US Debt Ceiling Deadline Could Extend to January: Wrightson ICAP

US Debt Ceiling Deadline Could Extend to January: Wrightson ICAP
The emblem of the Treasury Department in Washington. Mladen Antonov/AFP/Getty Images
Reuters
Updated:

WASHINGTON—The U.S. Treasury could be able to fund government operations into the first half of January without a debt ceiling increase, according to a new estimate by money market research firm Wrightson ICAP on Monday.

Wrightson said in a note to clients that based on the Treasury’s debt issuance plans, the department should be able to go well past a new Dec. 15 deadline set last week by Treasury Secretary Janet Yellen. She said that “under certain scenarios” the Treasury would lack sufficient resources and risk default after Dec. 15 after making a $118 billion transfer to the Highway Trust Fund.

Yellen again urged Congress to increase or suspend the debt limit as soon as possible, but a longer deadline would provide Democrats more room for maneuvering as they struggle to pass a sweeping, $1.75 trillion social and climate spending bill without Republican votes.

“Our own updated base case is that the Treasury will have enough resources to meet its obligations until the first half of January,” Wrightson wrote. “There is some risk that it might run into trouble in the final couple of days of December, but there is also some chance that the drop-dead date might not arrive until after the mid-January non-withheld individual income tax deadline.”

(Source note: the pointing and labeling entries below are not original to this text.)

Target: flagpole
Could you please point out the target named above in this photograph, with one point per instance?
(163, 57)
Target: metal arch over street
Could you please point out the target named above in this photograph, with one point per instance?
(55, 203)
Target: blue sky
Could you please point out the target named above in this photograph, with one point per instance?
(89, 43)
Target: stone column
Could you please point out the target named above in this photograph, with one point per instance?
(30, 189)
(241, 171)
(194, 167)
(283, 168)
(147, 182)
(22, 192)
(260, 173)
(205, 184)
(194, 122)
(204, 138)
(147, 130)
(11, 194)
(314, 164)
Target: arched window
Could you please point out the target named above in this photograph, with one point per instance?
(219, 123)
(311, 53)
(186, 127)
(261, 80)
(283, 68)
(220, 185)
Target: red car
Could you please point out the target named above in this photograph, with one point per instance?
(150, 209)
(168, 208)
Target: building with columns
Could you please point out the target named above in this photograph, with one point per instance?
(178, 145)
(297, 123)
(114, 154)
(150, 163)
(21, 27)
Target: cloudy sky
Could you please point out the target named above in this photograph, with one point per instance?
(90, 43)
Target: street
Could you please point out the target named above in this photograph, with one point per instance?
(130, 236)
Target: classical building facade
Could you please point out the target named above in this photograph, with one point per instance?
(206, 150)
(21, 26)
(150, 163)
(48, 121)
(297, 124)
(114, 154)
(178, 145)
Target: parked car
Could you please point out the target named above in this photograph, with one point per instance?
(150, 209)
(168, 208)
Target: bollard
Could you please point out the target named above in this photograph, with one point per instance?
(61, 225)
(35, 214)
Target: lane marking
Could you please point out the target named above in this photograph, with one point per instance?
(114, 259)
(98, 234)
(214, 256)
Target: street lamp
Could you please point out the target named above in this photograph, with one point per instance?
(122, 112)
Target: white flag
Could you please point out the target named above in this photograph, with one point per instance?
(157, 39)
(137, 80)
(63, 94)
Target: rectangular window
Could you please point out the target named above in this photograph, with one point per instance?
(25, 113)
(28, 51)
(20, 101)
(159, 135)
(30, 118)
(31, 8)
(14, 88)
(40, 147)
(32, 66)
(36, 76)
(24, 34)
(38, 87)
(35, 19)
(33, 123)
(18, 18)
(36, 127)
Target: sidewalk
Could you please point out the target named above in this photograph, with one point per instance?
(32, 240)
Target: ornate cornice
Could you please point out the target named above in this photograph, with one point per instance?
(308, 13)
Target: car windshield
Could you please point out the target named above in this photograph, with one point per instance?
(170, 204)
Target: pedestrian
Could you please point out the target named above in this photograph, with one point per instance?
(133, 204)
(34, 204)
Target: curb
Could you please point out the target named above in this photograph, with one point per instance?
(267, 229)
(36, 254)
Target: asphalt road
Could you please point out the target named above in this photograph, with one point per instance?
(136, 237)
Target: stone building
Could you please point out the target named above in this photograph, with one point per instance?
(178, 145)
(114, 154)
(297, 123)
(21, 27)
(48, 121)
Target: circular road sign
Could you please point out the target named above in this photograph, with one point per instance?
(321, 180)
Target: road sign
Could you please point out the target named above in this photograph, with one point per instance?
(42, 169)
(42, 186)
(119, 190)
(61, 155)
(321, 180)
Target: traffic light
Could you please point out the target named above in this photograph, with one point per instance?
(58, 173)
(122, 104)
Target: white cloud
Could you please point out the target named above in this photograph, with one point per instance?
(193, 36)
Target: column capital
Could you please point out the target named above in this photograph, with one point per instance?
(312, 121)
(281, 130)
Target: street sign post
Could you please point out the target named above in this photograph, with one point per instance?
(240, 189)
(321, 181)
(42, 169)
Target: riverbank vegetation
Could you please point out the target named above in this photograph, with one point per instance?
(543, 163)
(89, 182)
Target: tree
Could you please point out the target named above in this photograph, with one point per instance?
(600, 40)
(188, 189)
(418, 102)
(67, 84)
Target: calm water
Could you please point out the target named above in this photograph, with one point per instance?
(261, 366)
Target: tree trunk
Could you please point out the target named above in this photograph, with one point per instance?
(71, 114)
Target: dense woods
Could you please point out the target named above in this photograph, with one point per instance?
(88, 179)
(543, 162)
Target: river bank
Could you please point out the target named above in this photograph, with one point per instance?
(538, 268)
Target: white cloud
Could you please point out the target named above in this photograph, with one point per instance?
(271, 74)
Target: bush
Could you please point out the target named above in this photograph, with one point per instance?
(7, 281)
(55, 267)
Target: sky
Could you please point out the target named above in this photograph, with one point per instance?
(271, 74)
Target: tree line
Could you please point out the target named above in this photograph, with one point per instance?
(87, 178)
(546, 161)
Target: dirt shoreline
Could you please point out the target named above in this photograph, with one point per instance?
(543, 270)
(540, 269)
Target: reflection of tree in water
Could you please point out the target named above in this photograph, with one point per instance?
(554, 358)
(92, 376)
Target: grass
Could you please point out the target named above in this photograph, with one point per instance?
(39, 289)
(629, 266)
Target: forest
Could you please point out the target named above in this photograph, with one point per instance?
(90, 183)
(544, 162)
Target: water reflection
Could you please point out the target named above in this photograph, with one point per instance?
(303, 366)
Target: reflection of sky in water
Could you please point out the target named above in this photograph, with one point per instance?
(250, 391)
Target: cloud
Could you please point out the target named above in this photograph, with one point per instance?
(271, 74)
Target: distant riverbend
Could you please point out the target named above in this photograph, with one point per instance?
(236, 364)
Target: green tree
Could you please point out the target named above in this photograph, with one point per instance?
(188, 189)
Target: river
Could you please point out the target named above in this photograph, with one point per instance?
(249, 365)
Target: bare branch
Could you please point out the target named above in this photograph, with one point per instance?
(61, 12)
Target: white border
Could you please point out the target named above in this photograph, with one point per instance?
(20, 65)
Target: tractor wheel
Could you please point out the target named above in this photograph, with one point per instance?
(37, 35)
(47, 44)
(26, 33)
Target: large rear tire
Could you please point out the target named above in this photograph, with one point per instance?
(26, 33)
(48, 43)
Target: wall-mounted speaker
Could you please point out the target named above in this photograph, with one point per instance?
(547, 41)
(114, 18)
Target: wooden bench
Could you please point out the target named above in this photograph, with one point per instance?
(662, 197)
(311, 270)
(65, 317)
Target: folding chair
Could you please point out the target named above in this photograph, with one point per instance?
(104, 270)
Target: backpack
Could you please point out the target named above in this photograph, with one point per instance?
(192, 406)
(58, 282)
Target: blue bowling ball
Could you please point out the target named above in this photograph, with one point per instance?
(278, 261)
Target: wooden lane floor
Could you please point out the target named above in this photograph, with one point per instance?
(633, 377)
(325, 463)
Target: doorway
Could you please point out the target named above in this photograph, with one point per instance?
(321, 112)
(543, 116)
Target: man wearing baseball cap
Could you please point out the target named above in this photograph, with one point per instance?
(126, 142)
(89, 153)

Wrightson said the Treasury was hoping the debt ceiling issue would be resolved well before mid-January, but it had begun to fine-tune its bill issuance in case it was “still on a short leash” in the second half of December.

It said a 35-day cash management bill due to be sold on Tuesday would come due on Dec. 31, which would help the Treasury accommodate the settlement of end-December note and bond auctions.

The firm said it expected a string of “off-cycle” cash management bill issuances in coming weeks.

A U.S. Treasury spokesperson declined comment on the Wrightson report.